GeneReviews® [Internet]. Seattle (WA): University of Washington, Seattle; 1993-2019.
2014 Aug 21.

Author information

Academic Medical Center, Department of Neurogenetics, University of Amsterdam, Amsterdam, The Netherlands
Emma Children’s Hospital, Pediatric Neurology, University of Amsterdam, Amsterdam, The Netherlands



EXOSC3-related pontocerebellar hypoplasia (PCH) is characterized by abnormalities in the posterior fossa and degeneration of the anterior horn cells. At birth, skeletal muscle weakness manifests as hypotonia (sometimes with congenital joint contractures) and poor feeding. In persons with prolonged survival, spasticity, dystonia, and seizures become evident. Within the first year of life respiratory insufficiency and swallowing difficulties are common. Intellectual disability is severe. Life expectancy ranges from a few weeks to adolescence. To date, 51 individuals with PCH from 36 families with mutation of EXOSC3 have been described.
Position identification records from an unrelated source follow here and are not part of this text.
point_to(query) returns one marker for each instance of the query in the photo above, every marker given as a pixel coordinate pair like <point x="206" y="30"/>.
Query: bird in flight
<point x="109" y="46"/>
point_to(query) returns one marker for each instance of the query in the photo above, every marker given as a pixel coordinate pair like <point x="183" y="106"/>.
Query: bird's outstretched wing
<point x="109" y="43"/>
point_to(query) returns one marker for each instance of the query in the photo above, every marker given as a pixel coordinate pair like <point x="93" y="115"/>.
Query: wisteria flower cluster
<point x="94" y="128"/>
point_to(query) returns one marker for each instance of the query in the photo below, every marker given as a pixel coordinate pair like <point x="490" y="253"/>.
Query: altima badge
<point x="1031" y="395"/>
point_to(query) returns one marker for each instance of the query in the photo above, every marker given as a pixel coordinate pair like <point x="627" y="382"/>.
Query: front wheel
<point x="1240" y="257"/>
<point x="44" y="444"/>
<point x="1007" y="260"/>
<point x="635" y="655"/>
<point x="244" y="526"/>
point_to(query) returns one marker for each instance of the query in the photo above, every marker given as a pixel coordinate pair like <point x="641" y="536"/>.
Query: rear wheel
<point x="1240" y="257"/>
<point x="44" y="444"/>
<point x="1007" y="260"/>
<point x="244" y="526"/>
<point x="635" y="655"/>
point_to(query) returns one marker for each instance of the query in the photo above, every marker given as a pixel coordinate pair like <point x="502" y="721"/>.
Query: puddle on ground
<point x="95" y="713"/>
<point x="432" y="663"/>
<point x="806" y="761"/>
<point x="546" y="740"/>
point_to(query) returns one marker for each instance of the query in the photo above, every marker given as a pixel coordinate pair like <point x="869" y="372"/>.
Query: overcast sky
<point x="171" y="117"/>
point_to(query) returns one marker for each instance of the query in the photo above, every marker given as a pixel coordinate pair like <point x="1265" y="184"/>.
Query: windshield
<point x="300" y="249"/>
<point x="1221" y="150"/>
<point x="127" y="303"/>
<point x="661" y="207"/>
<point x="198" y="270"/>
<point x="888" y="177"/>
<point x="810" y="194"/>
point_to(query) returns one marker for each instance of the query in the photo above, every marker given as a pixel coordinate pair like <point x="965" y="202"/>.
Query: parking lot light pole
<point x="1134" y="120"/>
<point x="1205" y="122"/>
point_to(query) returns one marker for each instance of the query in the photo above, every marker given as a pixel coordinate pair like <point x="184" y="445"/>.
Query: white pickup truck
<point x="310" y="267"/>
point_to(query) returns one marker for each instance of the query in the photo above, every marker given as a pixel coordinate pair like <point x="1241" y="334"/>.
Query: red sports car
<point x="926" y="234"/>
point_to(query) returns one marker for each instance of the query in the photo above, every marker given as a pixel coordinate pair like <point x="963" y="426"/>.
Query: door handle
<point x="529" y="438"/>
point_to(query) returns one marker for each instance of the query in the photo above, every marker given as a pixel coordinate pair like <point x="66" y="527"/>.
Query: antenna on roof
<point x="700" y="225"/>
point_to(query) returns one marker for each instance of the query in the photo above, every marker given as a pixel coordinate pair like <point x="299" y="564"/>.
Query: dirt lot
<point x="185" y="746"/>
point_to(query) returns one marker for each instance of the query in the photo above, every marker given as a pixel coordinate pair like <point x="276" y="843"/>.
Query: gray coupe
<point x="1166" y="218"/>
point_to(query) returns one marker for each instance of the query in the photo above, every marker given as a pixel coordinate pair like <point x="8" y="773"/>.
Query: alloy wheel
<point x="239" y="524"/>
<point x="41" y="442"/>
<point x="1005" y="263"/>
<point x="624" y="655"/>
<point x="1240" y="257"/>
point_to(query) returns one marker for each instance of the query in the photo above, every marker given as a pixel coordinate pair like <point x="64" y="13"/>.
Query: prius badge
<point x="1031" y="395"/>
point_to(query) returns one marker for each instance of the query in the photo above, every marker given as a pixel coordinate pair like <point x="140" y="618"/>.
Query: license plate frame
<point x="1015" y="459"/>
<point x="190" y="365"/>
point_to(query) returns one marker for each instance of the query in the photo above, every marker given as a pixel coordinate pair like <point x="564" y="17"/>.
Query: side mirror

The diagnosis is suspected in infants and children with characteristic clinical findings (including evidence of anterior horn cell disease) and characteristic neuroradiologic findings (hypoplasia and/or atrophy of the cerebellum and pons in varying degrees; equal involvement of the cerebellar vermis and cerebellar hemispheres). The diagnosis is established by identification of biallelic EXOSC3 pathogenic variants on molecular genetic testing.


Treatment of manifestations: No specific therapy is available. Treatment is symptomatic. Contractures and scoliosis are managed by passive or active movement and bracing as needed. Aspiration risk and seizures are managed in a routine manner. Education is adapted to the level of cognitive handicap. Surveillance: Regular examinations to address: growth and nutritional status (including problems with feeding and risk of aspiration); respiratory function; joint contractures and scoliosis. Observation for and management of epileptic seizures.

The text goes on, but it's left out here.